Lex Greensill Exits Billionaire Ranks as His Empire Unravels

Lex Greensill has a new title: ex-billionaire.

Greensill Capital’s fight for survival means the fortune of its founder and chief executive officer has plummeted just months after his London-based firm was seeking a $7 billion valuation.

Greensill, 44, who grew up on a farm in Australia, founded the company a decade ago after starting his finance career at Morgan Stanley and Citigroup Inc. He rose into the ranks of the ultra-rich by revamping the humdrum business of supply-chain finance -- the short-term corporate debt that helps speed up payments between businesses.

SoftBank Group Corp.’s Vision Fund injected $1.5 billion into the firm during 2019. At its peak, the company was worth more than $3.5 billion with customers in almost 200 countries and a fleet of aircraft, including a Gulfstream G650 and two Piaggio turboprops. Greensill and his family owned at least a third of the firm at the end of 2019, according to regulatory filings.

Rapid Rise

Greensill’s rapid rise opened doors, with the firm’s representatives holding more than a dozen meetings with U.K. government officials since 2016, filings show. David Cameron’s coalition government appointed Greensill to help it cut wasteful spending and the former prime minister later joined the firm as an adviser.

Greensill’s efforts to disrupt a niche part of global finance were derailed when credit insurance backing some of his firm’s loans lapsed, eventually forcing Credit Suisse Group AG to freeze a $10 billion group of client funds that bought the debt. The Swiss bank said on Friday it will close it down.

SoftBank’s Vision Fund wrote down the value of its Greensill stake at the end of 2020, and is weighing dropping the valuation to almost zero, according to people with knowledge of the matter. The firm’s woes are also putting pressure on industrialist Sanjeev Gupta, who expanded his global empire rapidly with funding help from Greensill.

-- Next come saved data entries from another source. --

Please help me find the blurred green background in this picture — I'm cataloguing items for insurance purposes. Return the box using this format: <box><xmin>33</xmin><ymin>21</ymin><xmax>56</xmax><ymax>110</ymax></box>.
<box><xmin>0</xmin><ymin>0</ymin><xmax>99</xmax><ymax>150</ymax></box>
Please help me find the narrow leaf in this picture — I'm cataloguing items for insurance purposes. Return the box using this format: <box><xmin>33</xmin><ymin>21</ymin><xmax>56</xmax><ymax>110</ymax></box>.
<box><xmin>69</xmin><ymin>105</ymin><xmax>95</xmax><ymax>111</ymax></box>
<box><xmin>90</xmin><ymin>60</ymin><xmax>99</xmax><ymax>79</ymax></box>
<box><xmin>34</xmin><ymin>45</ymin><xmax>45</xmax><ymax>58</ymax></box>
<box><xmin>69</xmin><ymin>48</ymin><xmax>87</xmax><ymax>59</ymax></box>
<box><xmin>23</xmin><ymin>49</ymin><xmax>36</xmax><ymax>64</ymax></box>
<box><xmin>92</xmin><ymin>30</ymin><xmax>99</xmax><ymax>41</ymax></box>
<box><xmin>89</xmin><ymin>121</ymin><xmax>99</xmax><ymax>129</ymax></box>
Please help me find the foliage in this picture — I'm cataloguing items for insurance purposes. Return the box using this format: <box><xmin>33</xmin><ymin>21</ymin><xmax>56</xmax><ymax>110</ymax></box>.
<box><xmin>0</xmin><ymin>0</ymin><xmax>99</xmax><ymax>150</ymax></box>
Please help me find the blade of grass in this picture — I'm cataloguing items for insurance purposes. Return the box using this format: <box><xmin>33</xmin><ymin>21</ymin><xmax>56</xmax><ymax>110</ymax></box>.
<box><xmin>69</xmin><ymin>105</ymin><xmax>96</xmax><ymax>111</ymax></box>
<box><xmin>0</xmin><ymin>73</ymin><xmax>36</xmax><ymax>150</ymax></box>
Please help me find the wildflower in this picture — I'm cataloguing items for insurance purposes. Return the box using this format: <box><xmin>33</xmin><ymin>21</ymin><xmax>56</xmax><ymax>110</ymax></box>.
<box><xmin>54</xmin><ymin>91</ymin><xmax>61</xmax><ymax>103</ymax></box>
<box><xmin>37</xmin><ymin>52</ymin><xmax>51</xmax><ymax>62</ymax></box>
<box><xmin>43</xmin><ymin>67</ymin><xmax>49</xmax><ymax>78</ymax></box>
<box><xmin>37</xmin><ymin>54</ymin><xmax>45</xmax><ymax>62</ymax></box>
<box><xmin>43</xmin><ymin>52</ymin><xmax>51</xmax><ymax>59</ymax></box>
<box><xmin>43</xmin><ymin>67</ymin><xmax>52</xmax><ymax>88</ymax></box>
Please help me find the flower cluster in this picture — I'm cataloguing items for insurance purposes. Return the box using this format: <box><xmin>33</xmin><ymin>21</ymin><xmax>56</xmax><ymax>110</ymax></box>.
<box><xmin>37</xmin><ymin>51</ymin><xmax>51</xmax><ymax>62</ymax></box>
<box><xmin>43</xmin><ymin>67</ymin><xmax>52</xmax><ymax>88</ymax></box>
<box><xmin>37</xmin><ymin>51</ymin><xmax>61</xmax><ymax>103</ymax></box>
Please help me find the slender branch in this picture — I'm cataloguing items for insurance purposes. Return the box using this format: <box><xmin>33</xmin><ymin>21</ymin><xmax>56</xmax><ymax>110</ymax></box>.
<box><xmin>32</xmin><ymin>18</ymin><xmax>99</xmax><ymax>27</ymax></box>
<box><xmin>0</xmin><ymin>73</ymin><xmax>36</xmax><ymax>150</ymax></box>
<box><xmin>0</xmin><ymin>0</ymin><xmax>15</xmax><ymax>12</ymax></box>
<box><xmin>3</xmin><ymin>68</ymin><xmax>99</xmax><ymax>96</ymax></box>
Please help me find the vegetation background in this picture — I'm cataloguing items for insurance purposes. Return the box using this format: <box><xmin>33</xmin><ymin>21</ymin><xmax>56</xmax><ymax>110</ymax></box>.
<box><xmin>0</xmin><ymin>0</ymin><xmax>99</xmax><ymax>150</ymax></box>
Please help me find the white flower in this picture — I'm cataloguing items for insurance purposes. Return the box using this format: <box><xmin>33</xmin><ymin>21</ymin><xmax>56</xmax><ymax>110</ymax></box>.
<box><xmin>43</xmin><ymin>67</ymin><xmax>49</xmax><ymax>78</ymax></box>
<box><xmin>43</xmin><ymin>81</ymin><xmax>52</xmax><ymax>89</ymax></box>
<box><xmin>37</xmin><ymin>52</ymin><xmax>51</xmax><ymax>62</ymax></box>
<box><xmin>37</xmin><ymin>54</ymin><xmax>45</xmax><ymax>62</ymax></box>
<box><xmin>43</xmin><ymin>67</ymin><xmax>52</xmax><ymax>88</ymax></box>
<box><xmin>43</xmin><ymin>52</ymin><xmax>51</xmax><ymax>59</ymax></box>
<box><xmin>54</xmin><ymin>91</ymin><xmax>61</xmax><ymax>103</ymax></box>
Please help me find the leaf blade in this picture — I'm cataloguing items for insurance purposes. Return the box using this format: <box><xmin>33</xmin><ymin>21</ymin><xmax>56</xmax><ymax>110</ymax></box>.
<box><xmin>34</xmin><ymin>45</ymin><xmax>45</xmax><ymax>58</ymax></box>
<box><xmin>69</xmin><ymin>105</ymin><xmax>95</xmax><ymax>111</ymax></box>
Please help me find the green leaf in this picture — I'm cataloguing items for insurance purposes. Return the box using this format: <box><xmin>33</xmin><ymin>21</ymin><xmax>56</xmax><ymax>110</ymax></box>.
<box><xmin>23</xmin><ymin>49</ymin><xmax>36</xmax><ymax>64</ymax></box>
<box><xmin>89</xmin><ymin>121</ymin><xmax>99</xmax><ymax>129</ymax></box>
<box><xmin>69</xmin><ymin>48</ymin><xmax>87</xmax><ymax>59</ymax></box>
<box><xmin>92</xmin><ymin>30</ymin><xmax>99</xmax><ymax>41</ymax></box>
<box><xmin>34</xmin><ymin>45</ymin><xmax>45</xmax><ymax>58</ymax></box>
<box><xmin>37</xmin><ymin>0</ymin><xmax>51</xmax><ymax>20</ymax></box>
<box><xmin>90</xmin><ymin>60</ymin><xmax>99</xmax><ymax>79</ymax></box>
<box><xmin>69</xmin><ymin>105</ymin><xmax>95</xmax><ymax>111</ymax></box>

The company is now in the process of filing for insolvency in the U.K., people with knowledge of the matter have said, while Germany’s financial watchdog, BaFin, has shuttered its banking subsidiary and asked law enforcement officials to investigate accounting irregularities at the lender.

Greensill said in a statement late Wednesday that it had received “extensive advice,” from law firms in the U.K. and Germany, “which informed the way in which the assets were classified.” The company also said that it immediately complied after BaFin advised it late last year and early this year that it didn’t agree with its accounting.

As recently as late last year, his firm was talking up its growth plans ahead of the company eventually becoming public.

While the eponymous firm made up the bulk of his fortune, Greensill and his family still own an agricultural business that’s one of Australia’s biggest sweet potato growers. His brother, Peter, helped to provide funds to set up Greensill Capital.

“I recognized that big institutions can’t necessarily adopt technology at pace and the world isn’t going to wait around for banks to figure everything out,” Greensill said in an interview last year with the Wharton Fintech Podcast. “I decided that I thought I could do it better.”